Nous pourrions, à notre petite échelle, modifier notre règlement de manière à donner davantage d’importance à l’examen en séance publique des conventions internationales. Nous examinons les projets de loi autorisant leur ratification en procédure simplifiée, c'est-à-dire en quelques secondes, sans étude d’impact. Nous pourrions revoir complètement les modalités d’examen de ces conventions. Cela ne représenterait pas un très gros travail, et notre assemblée a un peu de temps libre, à en juger par l’ordre du jour chaotique de la semaine dernière, où nous n’avons pas siégé le mardi.

Il est également apparu au cours des travaux de notre commission d’enquête qu’il fallait améliorer la formation et les échanges.
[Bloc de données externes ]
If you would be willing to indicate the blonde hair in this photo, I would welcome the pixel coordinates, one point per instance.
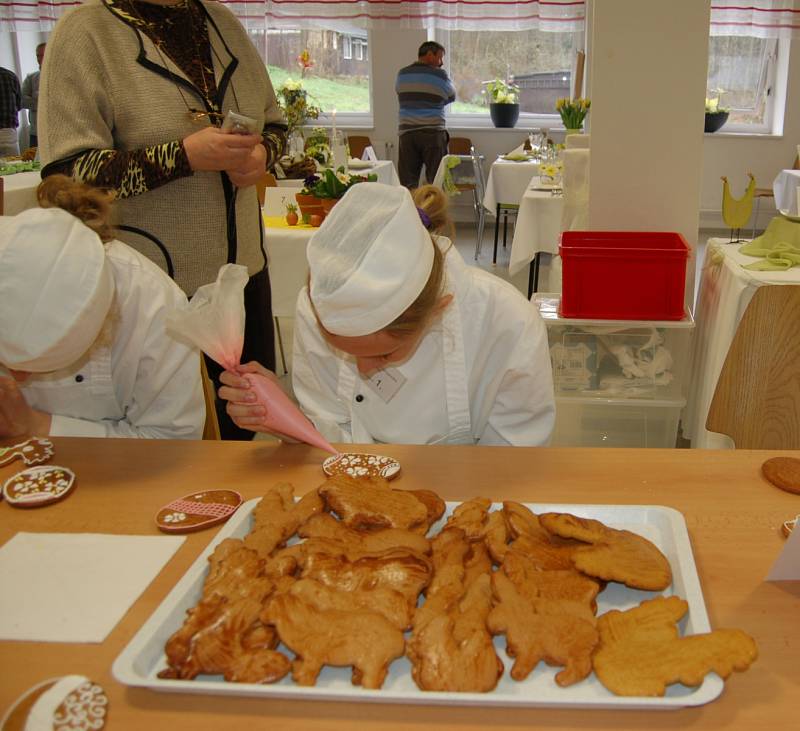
(434, 204)
(93, 206)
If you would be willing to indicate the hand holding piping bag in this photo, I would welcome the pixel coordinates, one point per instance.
(214, 322)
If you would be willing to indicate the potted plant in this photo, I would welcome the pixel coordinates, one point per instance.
(503, 102)
(333, 185)
(572, 113)
(307, 199)
(291, 213)
(716, 115)
(293, 100)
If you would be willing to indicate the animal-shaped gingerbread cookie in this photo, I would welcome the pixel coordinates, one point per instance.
(641, 653)
(38, 486)
(32, 451)
(198, 511)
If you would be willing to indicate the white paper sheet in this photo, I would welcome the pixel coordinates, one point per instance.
(787, 566)
(74, 587)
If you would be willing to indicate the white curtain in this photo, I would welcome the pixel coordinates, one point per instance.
(759, 18)
(548, 15)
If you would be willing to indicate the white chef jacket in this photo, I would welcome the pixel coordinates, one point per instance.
(480, 375)
(143, 383)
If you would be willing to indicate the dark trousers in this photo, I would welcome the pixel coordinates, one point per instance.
(259, 345)
(418, 147)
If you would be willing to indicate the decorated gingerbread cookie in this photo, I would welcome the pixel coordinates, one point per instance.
(31, 451)
(783, 472)
(198, 510)
(71, 703)
(38, 486)
(361, 465)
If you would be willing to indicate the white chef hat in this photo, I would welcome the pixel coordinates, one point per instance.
(56, 288)
(369, 261)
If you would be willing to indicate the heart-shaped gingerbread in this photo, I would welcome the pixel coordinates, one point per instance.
(38, 486)
(198, 511)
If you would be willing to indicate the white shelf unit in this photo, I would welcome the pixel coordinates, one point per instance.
(618, 383)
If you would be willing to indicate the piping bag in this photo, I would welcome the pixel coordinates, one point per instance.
(213, 320)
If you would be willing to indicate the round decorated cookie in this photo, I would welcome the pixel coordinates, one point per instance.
(198, 510)
(71, 703)
(38, 486)
(32, 451)
(783, 472)
(361, 465)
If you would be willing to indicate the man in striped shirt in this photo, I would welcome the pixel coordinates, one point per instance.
(423, 90)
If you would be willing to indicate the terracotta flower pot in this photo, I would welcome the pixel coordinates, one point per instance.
(310, 205)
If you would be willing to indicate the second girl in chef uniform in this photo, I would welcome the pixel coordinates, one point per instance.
(397, 340)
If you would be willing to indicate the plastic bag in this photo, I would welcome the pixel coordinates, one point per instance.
(214, 322)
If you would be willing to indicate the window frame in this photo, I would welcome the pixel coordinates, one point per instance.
(475, 120)
(776, 59)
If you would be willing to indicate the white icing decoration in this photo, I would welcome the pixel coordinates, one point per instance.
(174, 517)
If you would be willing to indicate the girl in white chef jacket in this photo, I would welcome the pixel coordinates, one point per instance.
(83, 349)
(397, 340)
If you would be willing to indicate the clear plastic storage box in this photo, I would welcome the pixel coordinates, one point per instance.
(618, 383)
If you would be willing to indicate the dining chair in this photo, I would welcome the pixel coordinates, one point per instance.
(767, 193)
(267, 181)
(757, 398)
(357, 144)
(211, 427)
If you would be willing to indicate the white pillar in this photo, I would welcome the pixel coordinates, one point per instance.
(649, 63)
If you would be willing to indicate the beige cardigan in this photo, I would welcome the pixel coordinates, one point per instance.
(96, 93)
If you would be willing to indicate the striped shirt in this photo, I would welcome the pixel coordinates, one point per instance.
(423, 92)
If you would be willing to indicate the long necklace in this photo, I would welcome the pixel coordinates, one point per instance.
(196, 115)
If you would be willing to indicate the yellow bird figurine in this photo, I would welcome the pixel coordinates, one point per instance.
(736, 213)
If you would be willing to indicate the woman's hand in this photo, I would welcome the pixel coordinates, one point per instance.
(17, 418)
(211, 149)
(252, 170)
(242, 406)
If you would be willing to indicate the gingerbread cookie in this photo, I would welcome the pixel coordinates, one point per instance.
(33, 451)
(198, 511)
(361, 465)
(71, 703)
(783, 472)
(38, 486)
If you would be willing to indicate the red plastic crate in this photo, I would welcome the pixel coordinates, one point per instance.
(623, 275)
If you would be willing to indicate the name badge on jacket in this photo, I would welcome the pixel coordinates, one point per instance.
(386, 383)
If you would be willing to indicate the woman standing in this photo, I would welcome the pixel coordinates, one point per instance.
(132, 98)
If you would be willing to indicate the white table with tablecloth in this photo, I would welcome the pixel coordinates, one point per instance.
(726, 289)
(537, 229)
(786, 188)
(19, 192)
(508, 180)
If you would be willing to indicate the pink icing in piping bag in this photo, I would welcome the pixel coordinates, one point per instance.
(282, 415)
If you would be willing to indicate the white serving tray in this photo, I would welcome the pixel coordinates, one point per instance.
(142, 659)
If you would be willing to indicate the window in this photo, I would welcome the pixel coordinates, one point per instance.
(741, 73)
(335, 80)
(540, 63)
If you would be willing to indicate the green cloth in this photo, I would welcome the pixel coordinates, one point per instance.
(448, 184)
(779, 246)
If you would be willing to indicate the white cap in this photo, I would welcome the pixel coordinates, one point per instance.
(56, 288)
(369, 261)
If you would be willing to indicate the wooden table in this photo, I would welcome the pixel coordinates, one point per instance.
(733, 517)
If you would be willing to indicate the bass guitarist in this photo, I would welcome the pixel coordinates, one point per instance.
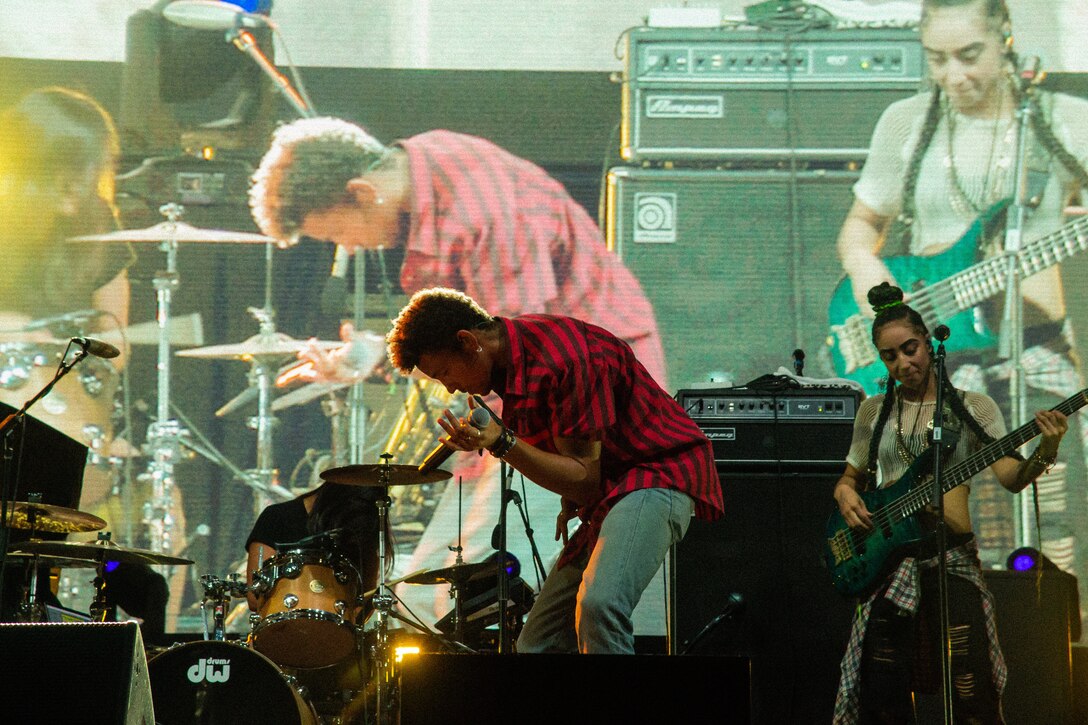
(893, 648)
(941, 159)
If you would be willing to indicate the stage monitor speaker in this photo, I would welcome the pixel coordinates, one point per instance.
(1034, 628)
(738, 265)
(767, 550)
(75, 673)
(603, 689)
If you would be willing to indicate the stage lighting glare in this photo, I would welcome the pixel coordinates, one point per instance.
(1026, 558)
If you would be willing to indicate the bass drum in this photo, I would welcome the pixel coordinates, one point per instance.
(223, 684)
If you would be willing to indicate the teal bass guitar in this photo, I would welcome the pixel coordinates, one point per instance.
(860, 560)
(946, 289)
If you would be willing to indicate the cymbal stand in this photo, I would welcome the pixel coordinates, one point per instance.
(31, 610)
(164, 434)
(458, 560)
(263, 372)
(99, 607)
(219, 592)
(357, 410)
(383, 605)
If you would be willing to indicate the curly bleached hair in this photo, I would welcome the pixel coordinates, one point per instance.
(430, 323)
(306, 170)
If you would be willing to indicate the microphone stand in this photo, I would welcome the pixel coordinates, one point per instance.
(1011, 343)
(7, 426)
(503, 584)
(538, 562)
(938, 503)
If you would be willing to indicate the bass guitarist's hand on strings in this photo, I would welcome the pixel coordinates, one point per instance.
(853, 510)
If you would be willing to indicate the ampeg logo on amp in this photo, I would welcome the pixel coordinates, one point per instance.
(742, 95)
(655, 218)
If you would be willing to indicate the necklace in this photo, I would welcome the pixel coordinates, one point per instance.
(971, 203)
(906, 453)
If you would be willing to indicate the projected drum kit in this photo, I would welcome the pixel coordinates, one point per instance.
(312, 606)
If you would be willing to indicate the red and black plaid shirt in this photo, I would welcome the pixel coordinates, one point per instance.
(571, 379)
(501, 230)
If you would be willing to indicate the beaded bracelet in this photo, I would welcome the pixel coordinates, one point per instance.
(504, 444)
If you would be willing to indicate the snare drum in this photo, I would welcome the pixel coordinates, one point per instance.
(221, 683)
(308, 607)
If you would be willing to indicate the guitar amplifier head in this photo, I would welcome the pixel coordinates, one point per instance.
(803, 430)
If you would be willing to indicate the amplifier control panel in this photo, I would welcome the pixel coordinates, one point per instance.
(813, 404)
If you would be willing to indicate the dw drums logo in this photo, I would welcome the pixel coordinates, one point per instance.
(205, 671)
(655, 218)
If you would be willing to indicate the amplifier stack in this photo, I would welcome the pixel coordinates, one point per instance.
(800, 430)
(718, 94)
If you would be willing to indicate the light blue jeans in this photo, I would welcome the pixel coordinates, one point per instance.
(586, 605)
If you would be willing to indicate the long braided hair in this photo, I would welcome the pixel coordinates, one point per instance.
(887, 302)
(997, 14)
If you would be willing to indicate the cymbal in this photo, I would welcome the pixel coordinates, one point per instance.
(305, 394)
(456, 574)
(97, 551)
(371, 592)
(382, 475)
(177, 232)
(274, 345)
(53, 519)
(58, 562)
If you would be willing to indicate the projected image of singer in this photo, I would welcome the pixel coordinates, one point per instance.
(466, 214)
(938, 162)
(583, 418)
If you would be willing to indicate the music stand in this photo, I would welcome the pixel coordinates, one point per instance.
(44, 461)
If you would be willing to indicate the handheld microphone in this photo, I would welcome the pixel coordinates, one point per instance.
(335, 290)
(479, 419)
(96, 347)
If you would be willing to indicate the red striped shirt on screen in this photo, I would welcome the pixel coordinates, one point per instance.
(499, 229)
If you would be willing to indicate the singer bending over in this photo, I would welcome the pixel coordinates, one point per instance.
(584, 419)
(894, 644)
(460, 212)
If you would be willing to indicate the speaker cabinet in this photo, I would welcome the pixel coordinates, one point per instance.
(1036, 627)
(572, 688)
(739, 265)
(75, 673)
(767, 549)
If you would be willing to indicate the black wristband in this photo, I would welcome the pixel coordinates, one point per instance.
(504, 444)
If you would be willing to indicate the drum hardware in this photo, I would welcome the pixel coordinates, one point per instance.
(38, 517)
(5, 427)
(165, 437)
(101, 552)
(185, 330)
(218, 593)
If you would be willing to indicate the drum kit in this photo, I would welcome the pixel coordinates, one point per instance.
(309, 648)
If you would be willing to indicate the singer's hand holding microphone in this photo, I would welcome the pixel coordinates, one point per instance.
(474, 432)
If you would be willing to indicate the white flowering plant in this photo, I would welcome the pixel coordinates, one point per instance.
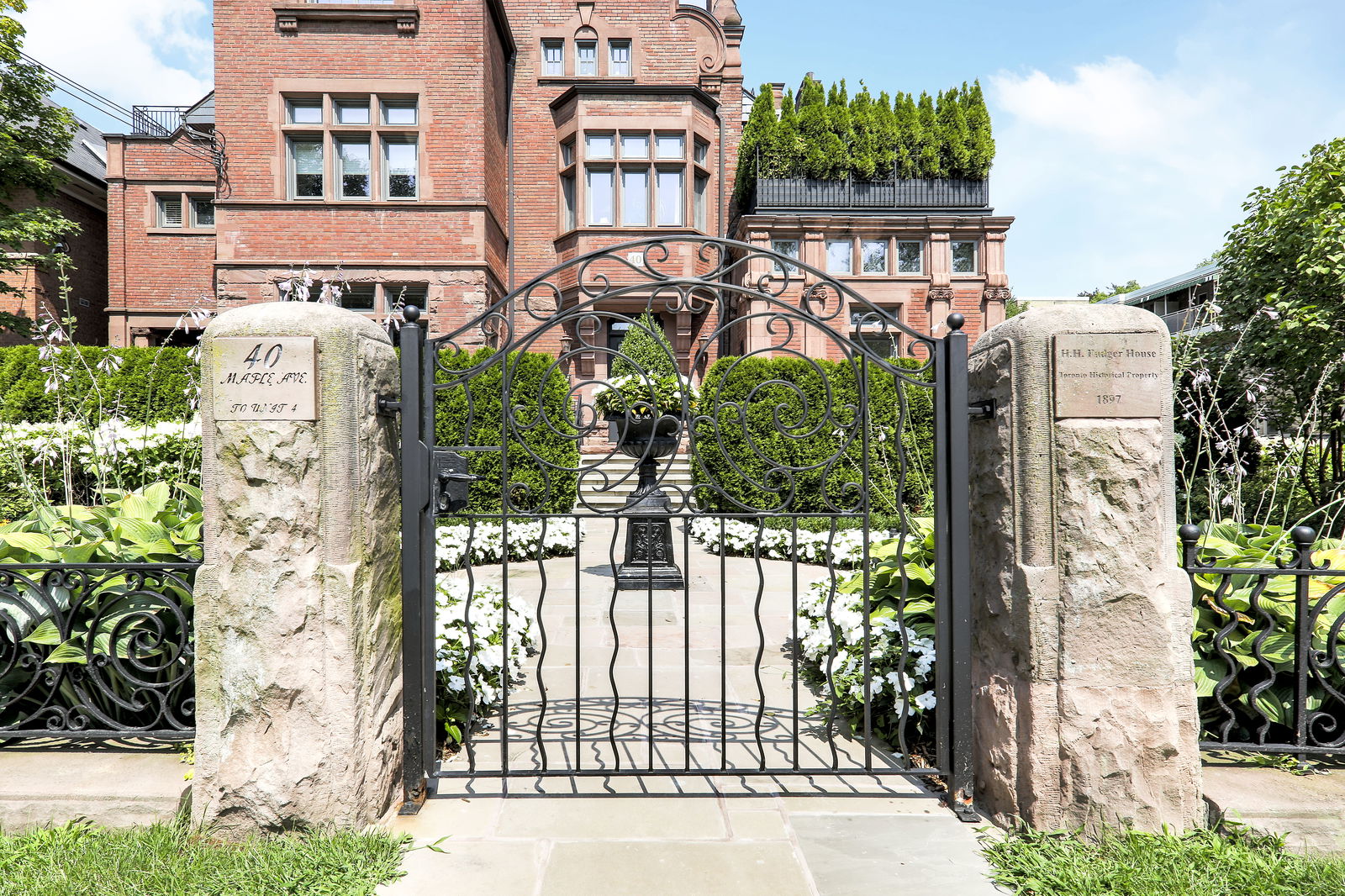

De ce point de vue aussi, nous avons du travail, car notre marge de progression est extrêmement importante.

Pour conclure, je voudrais vous poser deux questions, monsieur le ministre.

Premièrement, notre collègue Jean-Claude Merceron, sénateur de Vendée, m’a indiqué que certaines entreprises de son département avaient des problèmes avec le Pérou : apparemment, nous n’aurions pas conclu de convention relative à la double imposition avec ce pays.

Deuxièmement – Marie-France Beaufils a vaguement évoqué ce point il y a quelques minutes –, je rentre d’une mission dans les pays du Golfe, que je connais un peu, et il semblerait que la convention fiscale qui nous lie au Qatar prévoie des conditions plus favorables que celle qui nous lie aux Émirats arabes unis. Pourriez-vous m’expliquer la raison de cette différence de traitement entre deux pays voisins et amis ?

Le Sénat travaille sur ces questions. Vous nous trouverez tous unis à vos côtés sur ce sujet important non seulement pour notre morale, mais aussi pour améliorer l’état de nos finances publiques, qui en ont bien besoin.